Proposta apresentada há três anos ao bloco por Portugal e Cabo Verde para facilitar a entrada e permanência de cidadãos entre países lusófonos; chefe da diplomacia portuguesa disse que Lisboa tenta reconhecer títulos acadêmicos para melhor integrar migrantes brasileiros. 

Portugal disse estar confiante de que em 2021 a Comunidade dos Países de Língua Portuguesa, Cplp, aprovará um novo regime de mobilidade entre os cidadãos pelas nações do bloco. 

A declaração foi feita à ONU News, de Lisboa, pelo ministro dos Negócios Estrangeiros Augusto Santos Silva, na primeira semana dos debates da Assembleia Geral. 

Cimeira de Luanda 

Augusto Santos Silva, Ministro dos Negócios Estrangeiros de Portugal., by ONU News

O chefe da diplomacia portuguesa contou que as negociações entre os Estados-membros terminaram e agora espera-se a aprovação pelos chefes de Estado e governo lusófonos na reunião da Cplp, no próximo ano em Luanda, capital de Angola. 

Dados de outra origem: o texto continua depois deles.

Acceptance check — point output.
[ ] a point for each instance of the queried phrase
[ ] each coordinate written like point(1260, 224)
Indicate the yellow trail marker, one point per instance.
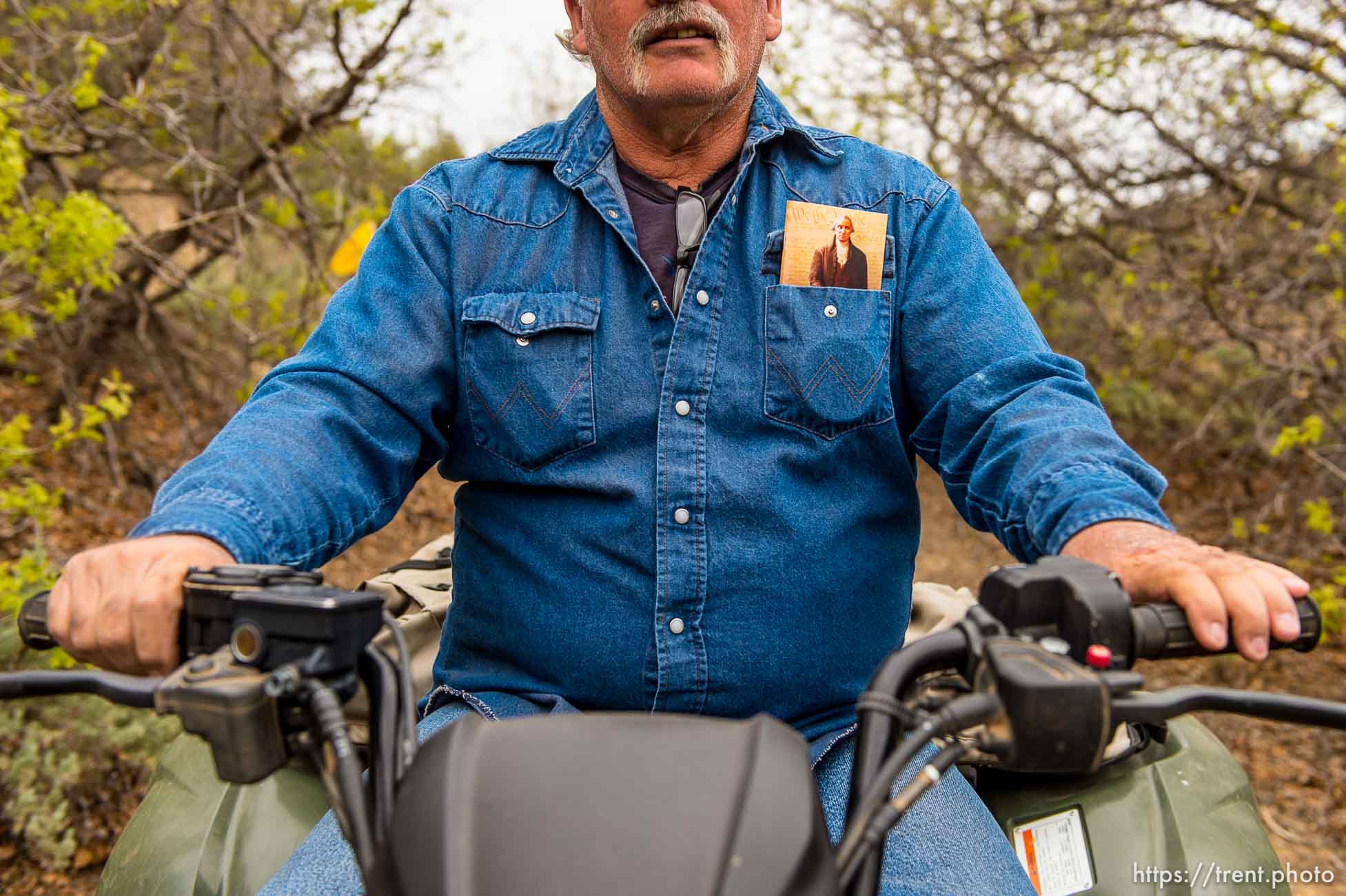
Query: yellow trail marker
point(346, 258)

“Esperamos que a próxima cimeira aprove mesmo o regime de mobilidade próprio da Cplp. O trabalho de negociações técnica e diplomática está praticamente concluído. Nós estávamos a trabalhar tendo como o prazo a cimeira que haveria de se realizar este ano, em julho. A pandemia obrigou a adiar. Ela far-se-á em 2021 em Luanda e, julgo eu, que um dos resultados fundamentais, senão o resultado fundamental dessa cimeira, será o novo regime de mobilidade da Cplp.” 

Ao ser adotado, o projeto seria a primeira etapa da proposta apresentada por Cabo Verde e Portugal em 2017. A iniciativa prevê a criação de um regime de autorizações de residência válido para todos os países da Cplp. 

Profissionais 

Augusto Santos Silva contou que em seu país, migrantes brasileiros já se beneficiam de regras adotadas para simplificar sua situação.  

Parque na capital de Portugal, Lisboa, by ONU News/Ana Carmo

“O grande grupo dos países de língua portuguesa, desde logo, os brasileiros são um quinto dos estrangeiros que residem em Portugal. Insisto, para esses a língua não é uma barreira, mas pode ser, por exemplo, o reconhecimento de habilitações de nível superior que tenham. Nós trabalhamos para simplificar o processo. Sabe que em algumas profissões esse processo significa que as respectivas associações profissionais ou ordens têm que intervir. Mas no que toca ao Estado nós procuramos simplificar ao máximo”. 

Durante a Assembleia Geral, o primeiro-ministro de Portugal mencionou a Cplp como uma das organizações que positivamente contribui “para a ordem internacional fundada em regras e na vontade de cooperação”.  

A Cplp é presidida por Cabo Verde e a partir de 2021 Angola assumirá o comando do bloco. O chefe do governo português disse que o grupo “demonstra a capacidade de estabelecer parcerias e construir pontes entre países e povos unidos pela partilha de uma língua”.